Заметки о моем поколении. Повесть, пьеса, статьи, стихи

22
18
20
22
24
26
28
30

– Поехали обратно, – тут же предложила она. – Мы туда никогда не попадем. Никогда. Лучше уж вернуться прямо сейчас. Только подумай, сколько у нас уходит денег. Вчера – семьдесят пять долларов. Еще пятьдесят, прежде чем мы выберемся из Вашингтона, – и тогда из наших двух сотен останется только восемьдесят.

Я объяснил, что вчера ведь потребовалось купить новую шину.

– Нам небось каждый день придется покупать по новой шине.
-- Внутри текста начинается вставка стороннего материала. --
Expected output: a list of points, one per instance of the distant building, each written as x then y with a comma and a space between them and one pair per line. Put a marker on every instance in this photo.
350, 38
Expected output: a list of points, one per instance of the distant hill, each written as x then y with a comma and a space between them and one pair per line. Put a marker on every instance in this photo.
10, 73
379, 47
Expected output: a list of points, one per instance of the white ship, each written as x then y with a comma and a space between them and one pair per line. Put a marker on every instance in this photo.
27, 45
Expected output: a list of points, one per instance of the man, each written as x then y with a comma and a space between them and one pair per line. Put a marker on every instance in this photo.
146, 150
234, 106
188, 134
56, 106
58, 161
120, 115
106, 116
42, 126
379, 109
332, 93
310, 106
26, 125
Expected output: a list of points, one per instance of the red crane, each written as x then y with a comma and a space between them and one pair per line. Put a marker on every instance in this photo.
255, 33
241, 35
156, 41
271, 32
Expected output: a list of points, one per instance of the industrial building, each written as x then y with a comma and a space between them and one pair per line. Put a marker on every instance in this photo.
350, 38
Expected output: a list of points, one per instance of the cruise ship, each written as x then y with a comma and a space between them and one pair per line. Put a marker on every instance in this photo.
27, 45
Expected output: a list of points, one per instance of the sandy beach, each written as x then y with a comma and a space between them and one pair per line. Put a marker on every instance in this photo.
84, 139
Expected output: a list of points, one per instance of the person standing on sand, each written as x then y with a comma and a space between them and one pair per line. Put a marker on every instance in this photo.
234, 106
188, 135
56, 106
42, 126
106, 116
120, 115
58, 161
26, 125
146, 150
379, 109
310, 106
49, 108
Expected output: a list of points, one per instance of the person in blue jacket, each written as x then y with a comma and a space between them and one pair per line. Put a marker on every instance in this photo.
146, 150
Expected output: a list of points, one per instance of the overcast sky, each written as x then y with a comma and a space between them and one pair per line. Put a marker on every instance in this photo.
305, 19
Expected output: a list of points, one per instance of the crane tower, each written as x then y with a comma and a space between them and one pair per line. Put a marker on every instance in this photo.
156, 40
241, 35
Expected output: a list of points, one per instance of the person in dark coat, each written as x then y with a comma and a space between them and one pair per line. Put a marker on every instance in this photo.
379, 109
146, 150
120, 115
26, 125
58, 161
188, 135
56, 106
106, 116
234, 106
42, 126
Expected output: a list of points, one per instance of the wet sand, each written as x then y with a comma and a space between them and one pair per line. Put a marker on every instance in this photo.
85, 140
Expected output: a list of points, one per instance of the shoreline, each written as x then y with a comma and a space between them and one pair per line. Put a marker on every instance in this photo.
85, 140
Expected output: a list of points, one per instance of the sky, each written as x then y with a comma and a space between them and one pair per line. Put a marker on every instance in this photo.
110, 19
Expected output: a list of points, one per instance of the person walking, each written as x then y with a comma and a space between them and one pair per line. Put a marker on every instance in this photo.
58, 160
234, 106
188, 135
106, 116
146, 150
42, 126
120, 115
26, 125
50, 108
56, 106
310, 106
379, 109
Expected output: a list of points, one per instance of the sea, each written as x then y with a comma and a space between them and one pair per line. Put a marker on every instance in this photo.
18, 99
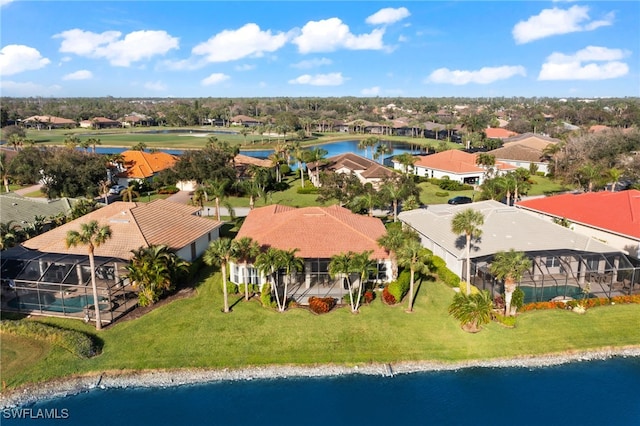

Лазарь того и гляди лопнет от старости, а Санта-Клаус не протянет и ста миль.

– Я попрошу в банке, чтобы нам прислали телеграфом денег куда-нибудь в Южную Каролину, и все у нас будет в порядке.

Зельду, которая наивна до изумления, восхитила и ободрила возможность присылки денег, да еще и столь стремительной. Утро мы провели, постигая тот факт, что персики в Северной Америке вымерли, как динозавры. Мы даже начали сомневаться в том, что вообще когда-либо пробовали персик, – впрочем, в прошлом нам попадались картинки, на которых маленькие девочки что-то им втолковывали, а кроме того, мы знали, что соответствующее слово, пусть и отдающее мистикой, успело войти в английский язык. Бросив бесплодные поиски, мы остановились у газетного киоска и, дабы хоть как-то скоротать время, скупили открытки с изображениями всех вашингтонских церквей и разослали их, снабдив душеспасительными посланиями, всем нашим нерелигиозным друзьям.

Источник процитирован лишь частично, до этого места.